In 1998, China had an economy that was ten times smaller,Shanghai’s Pudong business district was a ghost town, Hong Kong had just been handed over by Britain, there were no high-speed trains, a million rural villages had yet to be demolished, hundreds of cities and districts didn’t exist yet, Alibaba was one year away from being founded, Starbucks had zero stores, and nearly 350 million peasants had yet to urbanize. At that time, China was just beginning its historic era of rapid economic growth; now, the country is showing signs of leveling off and maturing.
Throughout China’s economic boom period, energy use and corresponding energy capacity skyrocketed. In 1999, China’s total energy consumption was 934.7 million tones oil equivalent (Mtoe). By 2014, this increased to 2,852.4 Mtoe.
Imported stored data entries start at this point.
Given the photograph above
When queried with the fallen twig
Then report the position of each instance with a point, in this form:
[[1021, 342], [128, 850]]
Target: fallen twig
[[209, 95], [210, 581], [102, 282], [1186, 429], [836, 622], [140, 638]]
While total installed energy capacity grew from just 66 GW in 1980 to around 1,800 GW today.
This was a pattern of growth that the country seemingly expected to continue, with predictions being cast just a couple of years ago positing that energy capacity would double by 2030 to meet ever-increasing demand. The wind, solar, hydro, and coal industries banked on China’s continuously growing thirst for more and more energy, and all rushed to pump out as much capacity as possible.
In 2012, coal-fired energy capacity was slated to be increased by 75 percent, tacking on another 557 GW from 363 new power plants, as the country’s coal consumption was expected to keep growing.
This didn’t happen. China’s coal usage now appears to have peaked in 2011 — a decade earlier than expected — and since 2013 has been in decline. In 2015, coal consumption dropped 2 percent, year on year, according to the BP report.
Of all of China’s energy sectors, it is coal that is being hit the hardest, with rapidly proliferating renewables cutting away at its market share, central government policy aiming to lower consumption, and demand for additional energy beginning to stall. Current estimates claim that China now has a massive energy oversupply glut, with upwards of 200 GW of this coming from redundant coal-fired energy capacity — which, for scale, is one-sixth the total energy capacity of the USA.
As China’s annual GDP growth rate continues its descent, power-hungry industrial operations keep closing down or moving offshore en masse, and the economic transition to a service and information based economy rolls on, the growing need for additional electricity has started to taper off. However, we should keep in mind that China’s central government is intentionally trying to lower energy use and the country’s energy consumption growth rate last year still amounted to more than any other country in the world.